NEW YORK (Reuters) - Tightening credit markets and rising asset volatility from the U.S. subprime mortgage crisis may drive aggressive dumping of carry trades in 2008, with investors instead favoring safe-haven yen.

Most investors expect the credit crisis to keep a lid on risk appetite next year, suggesting carry trades will be dethroned as the dominant strategy in the $2-trillion-a-day foreign exchange market for the first time in more than a decade.

"When you have carry trade liquidation it is very often triggered by asset volatility and what we are seeing in the financial markets does speak against carry trades," said Hans Redeker, head of currency strategy at BNP Paribas in London.

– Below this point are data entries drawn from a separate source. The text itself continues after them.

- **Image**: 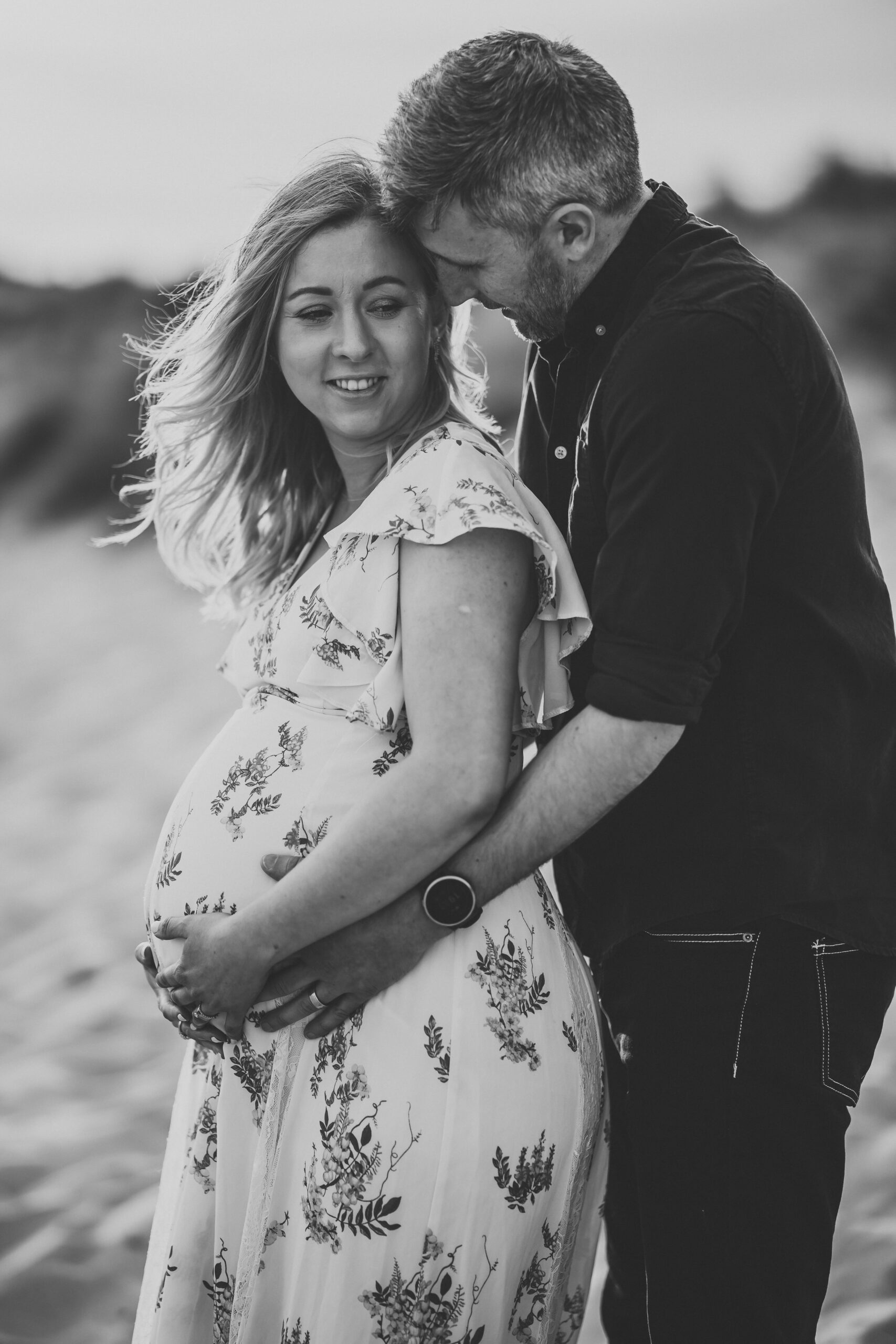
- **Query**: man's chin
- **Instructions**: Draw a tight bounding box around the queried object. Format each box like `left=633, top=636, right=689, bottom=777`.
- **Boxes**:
left=501, top=308, right=557, bottom=343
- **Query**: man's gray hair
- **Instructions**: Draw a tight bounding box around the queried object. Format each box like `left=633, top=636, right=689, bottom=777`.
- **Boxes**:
left=380, top=31, right=644, bottom=238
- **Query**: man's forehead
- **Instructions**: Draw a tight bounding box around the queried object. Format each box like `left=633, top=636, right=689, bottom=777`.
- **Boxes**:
left=414, top=199, right=504, bottom=265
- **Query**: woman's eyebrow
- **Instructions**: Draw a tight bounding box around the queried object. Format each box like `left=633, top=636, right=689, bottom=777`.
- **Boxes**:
left=286, top=285, right=333, bottom=302
left=361, top=276, right=407, bottom=289
left=286, top=276, right=407, bottom=302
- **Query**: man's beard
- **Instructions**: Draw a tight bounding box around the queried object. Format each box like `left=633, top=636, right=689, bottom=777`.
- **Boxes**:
left=511, top=239, right=576, bottom=341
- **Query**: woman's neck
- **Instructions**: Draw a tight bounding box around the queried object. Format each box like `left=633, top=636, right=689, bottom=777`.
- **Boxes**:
left=332, top=444, right=387, bottom=516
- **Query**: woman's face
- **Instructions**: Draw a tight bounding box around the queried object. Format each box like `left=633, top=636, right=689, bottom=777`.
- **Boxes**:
left=277, top=219, right=431, bottom=453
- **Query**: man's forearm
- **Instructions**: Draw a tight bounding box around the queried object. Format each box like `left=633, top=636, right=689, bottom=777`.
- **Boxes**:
left=447, top=706, right=684, bottom=902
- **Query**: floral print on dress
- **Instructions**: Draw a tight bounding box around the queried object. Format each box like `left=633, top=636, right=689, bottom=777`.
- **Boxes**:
left=359, top=1228, right=497, bottom=1344
left=468, top=919, right=551, bottom=1070
left=187, top=1046, right=222, bottom=1195
left=373, top=719, right=414, bottom=774
left=508, top=1219, right=560, bottom=1344
left=283, top=808, right=332, bottom=859
left=279, top=1317, right=312, bottom=1344
left=258, top=1210, right=289, bottom=1274
left=492, top=1130, right=556, bottom=1214
left=230, top=1035, right=276, bottom=1129
left=211, top=722, right=308, bottom=842
left=156, top=800, right=194, bottom=888
left=302, top=1013, right=420, bottom=1255
left=203, top=1238, right=236, bottom=1344
left=423, top=1013, right=451, bottom=1083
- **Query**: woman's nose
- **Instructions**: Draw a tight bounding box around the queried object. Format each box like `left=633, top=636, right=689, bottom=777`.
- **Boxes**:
left=333, top=312, right=373, bottom=363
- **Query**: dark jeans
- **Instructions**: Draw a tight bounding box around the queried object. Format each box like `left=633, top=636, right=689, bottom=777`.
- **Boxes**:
left=598, top=919, right=896, bottom=1344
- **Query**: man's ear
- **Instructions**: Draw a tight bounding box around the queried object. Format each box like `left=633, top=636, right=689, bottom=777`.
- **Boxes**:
left=541, top=200, right=599, bottom=269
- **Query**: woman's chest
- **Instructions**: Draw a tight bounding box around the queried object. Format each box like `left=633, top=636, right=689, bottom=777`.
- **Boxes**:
left=220, top=554, right=377, bottom=703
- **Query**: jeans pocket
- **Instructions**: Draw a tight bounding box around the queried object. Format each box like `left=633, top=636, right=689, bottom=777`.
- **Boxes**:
left=811, top=938, right=864, bottom=1106
left=645, top=929, right=759, bottom=1078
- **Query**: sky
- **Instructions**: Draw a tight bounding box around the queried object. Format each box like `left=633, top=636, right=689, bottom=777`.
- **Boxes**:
left=0, top=0, right=896, bottom=284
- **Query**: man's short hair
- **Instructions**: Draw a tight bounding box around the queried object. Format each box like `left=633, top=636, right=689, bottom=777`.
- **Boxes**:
left=380, top=31, right=644, bottom=238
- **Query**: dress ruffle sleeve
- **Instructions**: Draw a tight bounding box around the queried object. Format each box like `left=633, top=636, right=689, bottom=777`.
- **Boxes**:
left=291, top=422, right=591, bottom=735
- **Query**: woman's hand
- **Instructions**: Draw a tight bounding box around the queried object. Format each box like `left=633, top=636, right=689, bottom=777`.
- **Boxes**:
left=134, top=942, right=224, bottom=1055
left=153, top=914, right=271, bottom=1036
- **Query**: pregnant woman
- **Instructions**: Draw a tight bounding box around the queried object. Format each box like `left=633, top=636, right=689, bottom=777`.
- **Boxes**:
left=134, top=156, right=606, bottom=1344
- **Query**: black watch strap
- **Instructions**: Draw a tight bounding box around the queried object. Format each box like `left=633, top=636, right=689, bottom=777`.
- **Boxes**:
left=423, top=872, right=482, bottom=929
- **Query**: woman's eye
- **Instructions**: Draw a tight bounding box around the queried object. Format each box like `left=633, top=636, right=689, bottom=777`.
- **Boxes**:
left=293, top=308, right=331, bottom=322
left=370, top=298, right=404, bottom=317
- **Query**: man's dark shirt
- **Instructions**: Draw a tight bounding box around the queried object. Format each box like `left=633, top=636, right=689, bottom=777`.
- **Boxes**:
left=517, top=183, right=896, bottom=956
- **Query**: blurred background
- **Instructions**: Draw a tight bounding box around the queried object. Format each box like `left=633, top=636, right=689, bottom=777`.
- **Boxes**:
left=0, top=0, right=896, bottom=1344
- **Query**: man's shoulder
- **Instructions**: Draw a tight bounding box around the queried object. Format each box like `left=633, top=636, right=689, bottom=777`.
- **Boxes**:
left=603, top=228, right=833, bottom=401
left=634, top=226, right=821, bottom=355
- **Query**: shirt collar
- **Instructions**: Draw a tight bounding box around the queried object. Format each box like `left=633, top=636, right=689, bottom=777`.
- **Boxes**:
left=543, top=180, right=688, bottom=353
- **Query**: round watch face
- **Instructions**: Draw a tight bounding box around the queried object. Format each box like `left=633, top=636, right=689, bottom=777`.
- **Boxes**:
left=423, top=876, right=476, bottom=929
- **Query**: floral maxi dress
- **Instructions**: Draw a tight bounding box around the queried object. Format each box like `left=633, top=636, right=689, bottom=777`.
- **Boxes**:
left=134, top=423, right=606, bottom=1344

Capital market spreads have widened since November, while Libor rates have remained elevated as the credit turmoil has forced financial institutions into mortgage-related write-downs worth billions of dollars.

For years, the pre-eminent form of carry trade has been for investors to raise funds in such currencies as Switzerland's franc and, in particular, Japan's yen, which sports the lowest benchmark interest rate in the developed world.

They then took that cash and bought assets in currencies from countries offering higher yields, pocketing the difference as profit.

Massive unwinding of these positions would boost the franc and more so the yen as potential losses force speculative hedge funds to cut other market bets and possibly reverse the flood of domestic Japanese money invested overseas in recent years.

BNP Paribas sees USD/YEN down to 98 by the end of 2008 from around 111.19 now.

Carry trades tend to thrive in periods of low volatility, steady economic growth and high availability of funds. In the last few years they have corrected and then recovered swiftly.

"When you look at the things that drove carry trades, they don't seem to be there -- very low volatility and very high availability of funds to use to fund the carry trade position," said John Noyce, technical strategist at Citigroup in London.

TREND REVERSAL EMERGING

Carry trade strategies dominated in the first half of 2007 and soon after the Federal Reserve's 50-basis-point interest rate cut in mid-September. But a reversal in trend has emerged in the last month, analysts say.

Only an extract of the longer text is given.